Functional maps & distances#

The descriptors so far live on a single shape. This page covers the tools that relate two or more shapes: functional maps and the shape difference operator for correspondence, the collection-aware DWKS, and the spectral distance metrics that turn shape comparison into a number.

Functional maps and the shape difference operator#

A functional map represents a correspondence between two surfaces not as a vertex-to-vertex matching but as a small matrix \(\mathbf{C}\) that translates functions from one shape’s spectral basis to the other’s. It is compact, robust, and the natural language for comparing structures of slightly different tessellation.

The shape difference operator (SDO) then localizes where and how two shapes differ, given their functional map — separating area-based from conformal (angle-based) change.

C = sb.compute_functional_map(decomp_a, decomp_b, descriptors_a, descriptors_b)
sdo = sb.shape_difference_operator(decomp_a, decomp_b, C)

DWKS — collection-aware wave signature#

The Derivative WKS extends the wave signature across a collection of shapes related by functional maps, exposing how band-pass geometry varies through the collection rather than within a single surface.

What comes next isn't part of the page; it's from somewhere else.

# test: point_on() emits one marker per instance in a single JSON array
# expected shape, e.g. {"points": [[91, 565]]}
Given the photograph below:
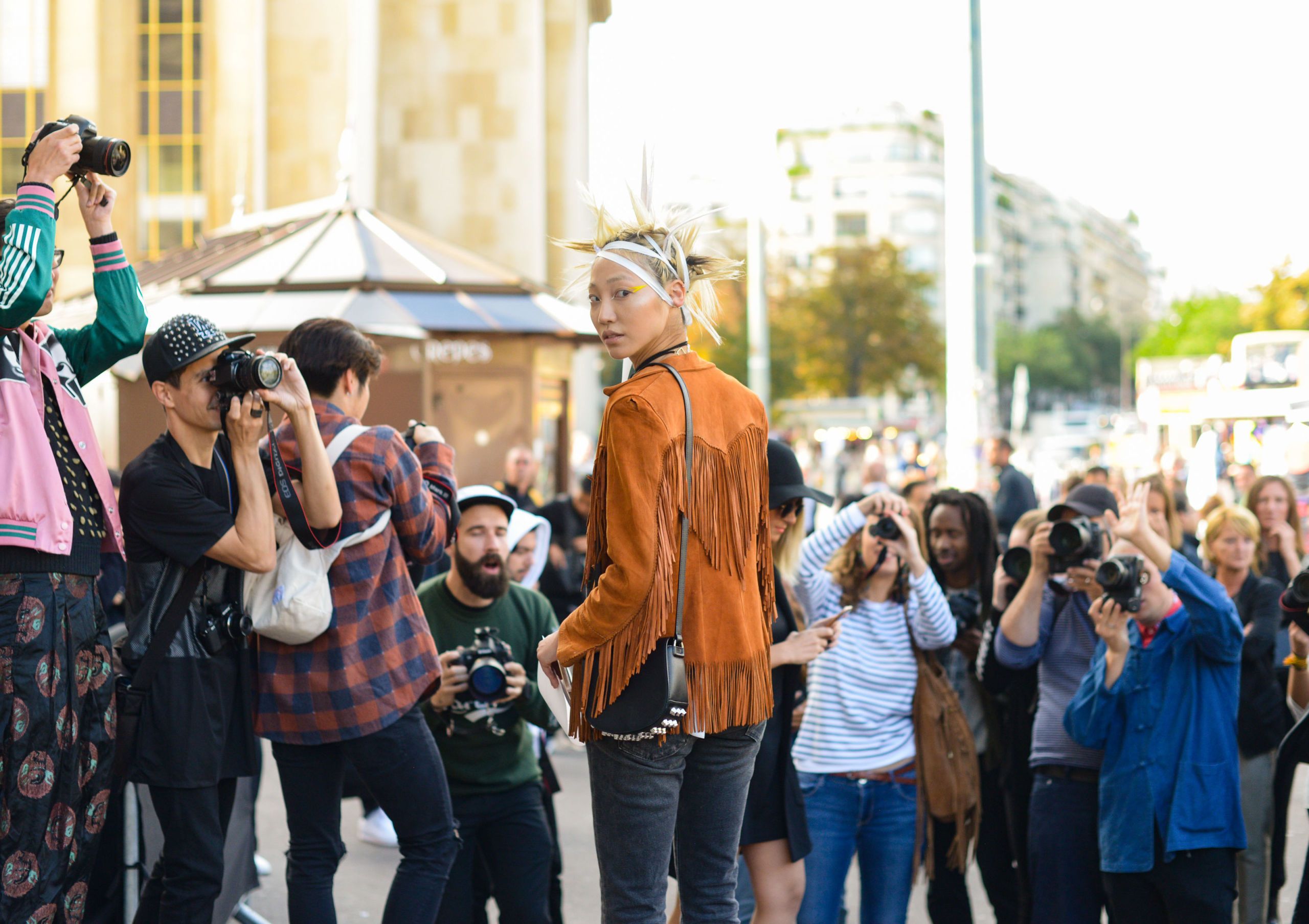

from spectralbrain.spectral.collections import compute_dwks, compute_dwks_collection

Spectral distances#

Once shapes are described, these metrics quantify how far apart they are:

Function

Distance

wesd() / wesd_matrix()

Weighted Spectral Distance — eigenvalue-based, whole-shape

shapedna_distance()

distance between ShapeDNA fingerprints

biharmonic_distance()

smooth, globally-aware point-to-point distance

commute_time_distance()

expected random-walk commute time between points

diffusion_distance()

heat-diffusion distance (with a multiscale variant)

descriptor_distance()

generic distance between two descriptor fields

From point-to-point spectral distances you can also assemble a geometric connectomebuild_geometric_connectome() — and aggregate it to networks for graph-level analysis.

W = sb.wesd_matrix(decompositions)            # pairwise whole-shape distances
conn = sb.build_geometric_connectome(decomp)  # intrinsic connectome

See also

Tutorial 07_functional_maps_and_distances. Point-cloud distances (chamfer_distance, hausdorff_distance, procrustes_align) are documented in the API under the core module.